A Type I error is a “false positive”. When the correlation you find in a sample doesn't exist in the population, that's a Type I error.

A Type II error is a “false negative”. When there exists a correlation in a population but you fail to find it in your sample, that's a Type II error.

The following sections use sideways statistics to show both types of errors.

### Sideways Type I errors ### Sideways Type I errors

Figure 14 shows a linear regression done at a 95% confidence level. The population probability curve on the right side of the graph has 5% of its area bounded by null, and the line that bisects it is the minimum sample correlation that would be statistically significant.

The unusual thing in this graphic is that the sample probability curve on the left side of the graph has been centered on the null line. It is there because that is what is involved in a Type I error—a population correlation of zero.

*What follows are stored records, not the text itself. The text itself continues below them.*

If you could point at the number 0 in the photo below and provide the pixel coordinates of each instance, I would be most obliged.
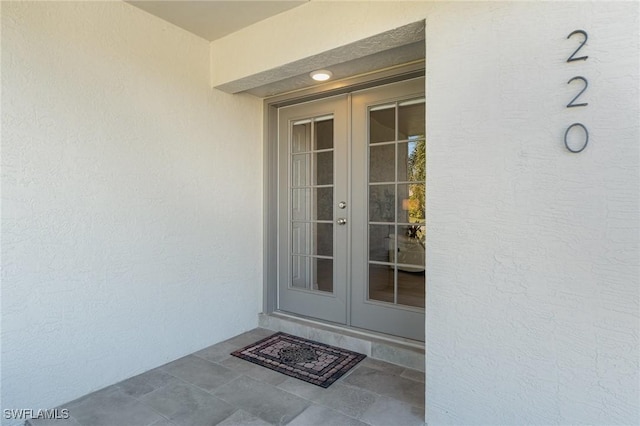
(586, 137)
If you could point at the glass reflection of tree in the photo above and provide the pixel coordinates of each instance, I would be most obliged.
(417, 170)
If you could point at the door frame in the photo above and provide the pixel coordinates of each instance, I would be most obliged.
(270, 157)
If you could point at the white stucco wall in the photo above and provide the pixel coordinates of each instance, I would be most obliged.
(533, 277)
(131, 199)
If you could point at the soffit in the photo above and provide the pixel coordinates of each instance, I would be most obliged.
(212, 20)
(388, 49)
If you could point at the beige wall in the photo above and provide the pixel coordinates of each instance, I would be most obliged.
(131, 199)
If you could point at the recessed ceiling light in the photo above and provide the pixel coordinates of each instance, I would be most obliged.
(321, 75)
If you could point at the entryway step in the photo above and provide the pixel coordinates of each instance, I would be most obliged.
(396, 350)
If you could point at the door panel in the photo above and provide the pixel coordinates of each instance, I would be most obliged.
(312, 251)
(352, 209)
(388, 253)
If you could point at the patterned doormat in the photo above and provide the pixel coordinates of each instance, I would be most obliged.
(303, 359)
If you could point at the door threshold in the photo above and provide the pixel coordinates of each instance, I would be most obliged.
(396, 350)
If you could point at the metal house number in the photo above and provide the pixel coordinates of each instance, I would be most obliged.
(577, 127)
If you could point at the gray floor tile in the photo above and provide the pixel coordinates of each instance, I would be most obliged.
(111, 407)
(145, 383)
(216, 353)
(242, 418)
(302, 389)
(200, 372)
(185, 405)
(388, 411)
(255, 371)
(416, 375)
(52, 422)
(262, 400)
(164, 422)
(245, 339)
(382, 365)
(323, 416)
(383, 383)
(348, 400)
(264, 332)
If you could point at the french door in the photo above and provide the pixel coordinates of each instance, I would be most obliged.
(351, 210)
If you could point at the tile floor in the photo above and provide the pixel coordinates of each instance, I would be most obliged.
(210, 387)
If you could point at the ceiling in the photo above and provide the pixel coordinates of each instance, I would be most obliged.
(214, 19)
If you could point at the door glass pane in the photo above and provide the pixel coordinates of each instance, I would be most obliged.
(411, 161)
(411, 119)
(324, 134)
(301, 136)
(301, 204)
(382, 124)
(381, 243)
(381, 283)
(382, 159)
(300, 169)
(323, 166)
(301, 238)
(324, 203)
(410, 245)
(311, 167)
(382, 203)
(324, 243)
(411, 202)
(300, 271)
(397, 170)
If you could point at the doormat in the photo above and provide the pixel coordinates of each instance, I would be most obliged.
(303, 359)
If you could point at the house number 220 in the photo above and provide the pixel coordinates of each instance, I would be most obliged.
(574, 103)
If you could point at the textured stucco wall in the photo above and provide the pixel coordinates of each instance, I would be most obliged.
(131, 199)
(532, 252)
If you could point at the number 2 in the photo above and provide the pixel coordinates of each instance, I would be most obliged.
(586, 84)
(581, 58)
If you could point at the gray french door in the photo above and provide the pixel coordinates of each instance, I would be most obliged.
(351, 214)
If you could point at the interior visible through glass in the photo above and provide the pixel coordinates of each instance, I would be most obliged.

A Type I error would be any analysis that found a statistically significant sample correlation, despite the fact that no correlation exists in the population. On the sample probability curve, on the left side of the graph, the area under (where “under” means between the curve and the vertical baseline) the sample probability curve that is higher than the minimum significant correlation, is the chance of a Type I error. That shaded area is alpha, and is 5% of the total area under the sample probability curve.

### Symmetry

An important thing to note here is that when the population correlation is zero, the area of the sample probability curve that extends above the line of the minimum statistically significant sample correlation will always be identical to the area of the population probability curve that's below the null line. This is because the two curves are the same shape and in perfect symmetry. So, the area of one curve that is bounded by the bisecting line of the other curve is identical to the area of the other curve that is bounded by its bisecting line.

This symmetry is why lining up the population probability curve with 5% of the area below the zero/null line works for establishing a “95% confidence level”.

### Sideways Type II errors ### Sideways Type II errors

Figure 15 also shows a linear regression done at a 95% confidence level, but this example has a statistical power of 84%.

A Type II error is when a population correlation exists, but the sample fails to find it. So, on the graph, a Type II error would be any sample correlation that is below the minimum statistically significant correlation. A result for a sample analysis in this region would fail to be statistically significant, despite the population correlation not being null. Therefore, the area under the sample probability curve that is lower than the minimum significant correlation, is the chance of a Type II error. That shaded area is beta, and is 16% ( 100% − 84% = 16% ) of the total area under the sample probability curve.

### Are Type II ‘second-class’ errors?

Type I and Type II errors are at the core of what significance testing is all about. Many researchers in the social sciences seem to consider only Type I errors to be important, but there is no basis for that distinction in the statistics themselves. As is mentioned on the page “Interaction of alpha and beta, if researchers don't care at all about Type II errors, they can minimize the value of alpha by maximizing the value of beta. Which, in practical application, is typically 0.50, giving a statistical power of 50%. E.g., a large number of the empirical studies in the Academia of Management Review have a statistical power of roughly 50%, evidence that researchers are minimizing the chance of Type I errors at the expense of increasing the chance of a Type II error.